Вадим сел на старую скамейку у подножия огромной липы. Наверное, она была такой же большой и старой уже тогда, полторы сотни лет назад, когда открылся этот парк. И кто-то так же вот сидел здесь тогда, в самый первый вечер, на этой же скамейке с литыми чугунными лапами. Ему вдруг захотелось увидеть этого человека.

Сад был тих и пуст, трудно поверить, что в нескольких десятках метров отсюда напряженно пульсирует самый центр столицы, ее нервный узел.

Ляхов долго сидел так, курил одну за другой легкие асмоловские сигареты и думал о том, что неловко все получается. Он вот здесь, и завтра его, наверное, примет Великий князь, а Тарханов глупейшим образом погиб, только-только выбравшись из одной заварушки и случайно попав в другую. Хотя.. все это очень странно. Однако теперь получается так, будто он, Вадим, узурпирует славу товарища, который, по совести, только и имеет на нее право.
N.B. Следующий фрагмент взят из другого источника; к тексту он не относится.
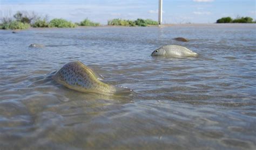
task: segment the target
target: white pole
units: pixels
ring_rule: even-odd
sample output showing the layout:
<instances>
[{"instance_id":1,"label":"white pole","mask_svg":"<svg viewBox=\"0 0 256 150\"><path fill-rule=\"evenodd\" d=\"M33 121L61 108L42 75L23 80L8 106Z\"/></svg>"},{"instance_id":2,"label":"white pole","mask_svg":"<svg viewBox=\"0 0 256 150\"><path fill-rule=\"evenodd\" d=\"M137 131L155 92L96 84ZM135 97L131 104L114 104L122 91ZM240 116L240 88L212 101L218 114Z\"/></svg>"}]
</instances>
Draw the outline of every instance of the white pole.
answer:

Мало ли, что сам он ни в чем не виноват, отнюдь не «тянет одеяло на себя», даже наоборот, и всего лишь выполняет приказы вышестоящих. Как писал поэт: «Нет никакой моей вины в том, что другие не пришли с войны. И все же, все же, все же..»


Стало очень грустно. Появился в его жизни хороший человек и надежный товарищ и тут же исчез.
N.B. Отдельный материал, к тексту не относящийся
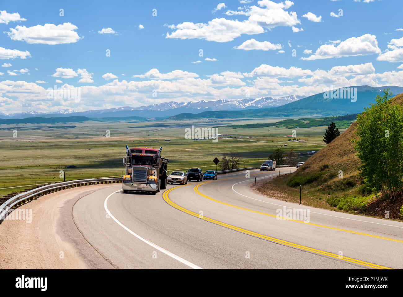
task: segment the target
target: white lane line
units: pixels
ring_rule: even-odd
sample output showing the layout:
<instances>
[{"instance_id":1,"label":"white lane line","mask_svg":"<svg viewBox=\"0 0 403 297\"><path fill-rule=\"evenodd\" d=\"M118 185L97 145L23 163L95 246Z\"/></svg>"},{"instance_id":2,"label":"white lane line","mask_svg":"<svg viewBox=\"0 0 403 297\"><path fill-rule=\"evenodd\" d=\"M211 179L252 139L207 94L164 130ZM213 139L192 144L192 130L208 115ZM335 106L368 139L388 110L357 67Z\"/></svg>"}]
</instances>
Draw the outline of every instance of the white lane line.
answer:
<instances>
[{"instance_id":1,"label":"white lane line","mask_svg":"<svg viewBox=\"0 0 403 297\"><path fill-rule=\"evenodd\" d=\"M280 175L280 172L278 172L278 175ZM268 176L265 176L265 177L259 177L259 178L257 178L256 179L262 179L266 178L268 177ZM232 189L232 190L235 193L236 193L237 194L239 194L239 195L240 195L241 196L243 196L243 197L245 197L247 198L250 198L251 199L253 199L253 200L256 200L258 201L260 201L261 202L264 202L265 203L268 203L269 204L272 204L273 205L277 205L277 206L282 206L282 207L288 207L288 208L292 209L298 209L294 208L293 207L291 207L289 206L285 206L285 205L282 205L281 204L276 204L276 203L272 203L271 202L268 202L268 201L264 201L263 200L260 200L260 199L256 199L256 198L252 198L251 197L249 197L249 196L247 196L246 195L243 195L243 194L241 194L240 193L239 193L239 192L237 192L236 191L235 191L234 189L234 186L235 185L237 185L238 183L244 183L245 181L250 181L250 179L247 179L246 181L240 181L239 183L234 183L233 185L232 185L232 187L231 187L231 188ZM292 202L291 202L291 203L292 203ZM382 223L376 223L375 222L370 222L370 221L363 221L362 220L358 220L358 219L351 219L350 218L345 217L339 217L339 216L333 215L328 215L327 214L322 213L316 213L316 212L315 212L314 211L311 211L310 212L312 213L316 213L316 214L318 214L318 215L327 215L327 216L328 216L329 217L338 217L338 218L340 218L341 219L346 219L351 220L352 221L359 221L359 222L363 222L364 223L372 223L372 224L377 224L378 225L384 225L384 226L389 226L390 227L397 227L397 228L403 228L403 227L401 227L400 226L396 226L396 225L389 225L388 224L383 224Z\"/></svg>"},{"instance_id":2,"label":"white lane line","mask_svg":"<svg viewBox=\"0 0 403 297\"><path fill-rule=\"evenodd\" d=\"M193 269L203 269L203 268L202 268L201 267L199 267L197 265L195 265L194 264L193 264L193 263L191 263L189 261L187 261L185 259L181 258L179 256L177 256L174 254L173 254L170 252L167 251L165 249L163 249L161 247L161 246L158 246L155 244L153 243L151 241L149 241L147 239L143 238L142 237L141 237L141 236L134 233L134 232L133 232L133 231L131 231L129 228L128 228L124 225L123 225L121 223L118 221L116 219L116 218L114 217L113 215L112 215L112 214L110 213L110 212L109 211L109 210L108 209L108 207L106 206L106 203L108 202L108 200L109 198L110 197L112 196L112 195L114 194L116 192L118 192L121 190L118 190L117 191L115 191L114 192L109 195L109 196L108 196L107 197L106 197L106 199L105 200L105 202L104 203L104 207L105 207L105 210L106 211L106 213L108 213L108 214L109 215L109 216L112 219L113 219L115 222L118 223L118 224L120 226L120 227L122 227L123 229L124 229L125 230L126 230L128 232L130 233L132 235L134 235L140 240L141 240L143 242L145 242L145 243L151 246L153 248L156 249L157 250L158 250L160 252L162 252L164 254L165 254L166 255L169 256L169 257L171 257L172 258L173 258L175 260L178 260L181 263L183 263L185 265L187 265L187 266L189 266L191 268L193 268Z\"/></svg>"}]
</instances>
А как хорошо было бы сейчас посидеть с ним рядом. Обсудить грядущее, достать из кармана шинели фляжку коньяка или даже спирта. Верилось, что Сергей что-то умное и важное подсказал бы насчет будущего. Он-то в этих делах понимал куда больше.

А сам Вадим? Кто он есть сейчас? Призванный из запаса офицер, причем не настоящий даже офицер, а так, доктор.. И хитросплетения военно-служебных отношений и большой политики были ему моментами совершенно непонятны.

Вот и сейчас, исходя из обычной психологии, поведение вышестоящих начальников нельзя объяснить рационально. Случай пусть и неординарный, но не настолько же, чтобы удостаивать одного из участников Высочайшей аудиенции, вызывать его с края света. Однако ж вызвали, снабдив при этом новым именем и чином, устроили в отличную гостиницу, включили в сценарий своеобразной, скрытой от непосвященных жизни монархического анклава в республиканской метрополии.

Но в чем смысл свершающегося и уже свершившегося?

Вот, случилось так, что для него оказался верным предрассудок, владеющий почти каждым на войне: меня не убьют, этого просто не может быть. Хотя многих тем не менее убивают. То, что он сейчас жив, – не его заслуга. Это судьба. Он убил (правда, так не принято говорить в армии – убил, уничтожил – это благороднее) несколько десятков человек. (Тоже не так. Неприятелей, или врагов, или «живую силу численностью до роты».) За это его наверняка возвысят, наградят.

Он снова подумал о вожделенном геройском «терновом венце» и на всякий случай сделал сицилийские «рога» мизинцем и указательным пальцем. Чтобы не сглазить.

А дальше? Остаться в армии, в воюющих частях, или устроиться на теплое местечко, в буквальном смысле, на одном из кораблей Средиземноморской эскадры, как ему не раз приходило в голову? И что? Лечить матросиков от простуды и поносов, остальное время играя в бильярд и попивая винцо в кают-компании? Скучно.